Nonexcited Electric Motors are made in reluctance and hysteresis designs. These electric motors employ a self-starting circuit and require no external excitation supply.
Dc-excited Electric Motors come in sizes larger than 1 hp, and require direct current supplied through slip rings for excitation. Direct current may be supplied from a separate source or from a dc generator directly connected to the ac motor shaft.
Single-phase or polyphase synchronous electric motors can't start without being driven, or having their rotor connected in the form of a self-starting circuit. Since the electric motor field is rotating at a synchronous speed, the electric motor must be accelerated before it can pull into synchronism. Accelerating from zero speed requires slip until synchronism is reached. Therefore, separate starting means must be employed.
In self-starting electric motor designs, fhp sizes use starting methods common to induction electric motors (split-phase, capacitor-start, repulsion-start, and shaded-pole).
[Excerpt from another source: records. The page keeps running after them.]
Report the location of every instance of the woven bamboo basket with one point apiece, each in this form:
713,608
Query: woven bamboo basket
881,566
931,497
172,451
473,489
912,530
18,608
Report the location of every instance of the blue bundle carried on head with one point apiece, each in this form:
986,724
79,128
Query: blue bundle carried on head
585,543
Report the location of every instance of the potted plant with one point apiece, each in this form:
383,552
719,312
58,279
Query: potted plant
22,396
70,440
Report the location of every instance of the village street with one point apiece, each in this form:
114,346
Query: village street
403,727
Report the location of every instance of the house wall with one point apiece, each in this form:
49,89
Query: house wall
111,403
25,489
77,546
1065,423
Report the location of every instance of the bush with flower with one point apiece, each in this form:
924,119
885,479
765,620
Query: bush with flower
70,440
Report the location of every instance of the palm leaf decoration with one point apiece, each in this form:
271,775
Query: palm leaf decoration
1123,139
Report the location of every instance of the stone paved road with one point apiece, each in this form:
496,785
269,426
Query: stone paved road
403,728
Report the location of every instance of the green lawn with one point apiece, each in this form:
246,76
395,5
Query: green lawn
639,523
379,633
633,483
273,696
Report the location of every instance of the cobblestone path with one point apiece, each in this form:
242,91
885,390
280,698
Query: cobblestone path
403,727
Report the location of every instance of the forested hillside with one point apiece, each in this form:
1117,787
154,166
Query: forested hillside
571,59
The electrical characteristics of these electric motors cause them to automatically switch to synchronous operation.
Although the dc-excited electric motor has a squirrel cage for starting, called an amortisseur or damper winding, the inherent low starting torque and the need for a dc power source requires a starting system that provides full electric motor protection while starting, applies dc field excitation at the proper time, removes field excitation at rotor pull out (maximum torque), and protects the electric motor's squirrel-cage winding against thermal damage under out-of-step conditions.
The electric motor's pull-up torque is the minimum torque developed from standstill to the pull-in point. This torque must exceed load torque by a sufficient margin so that a satisfactory rate of acceleration is maintained under normal voltage conditions.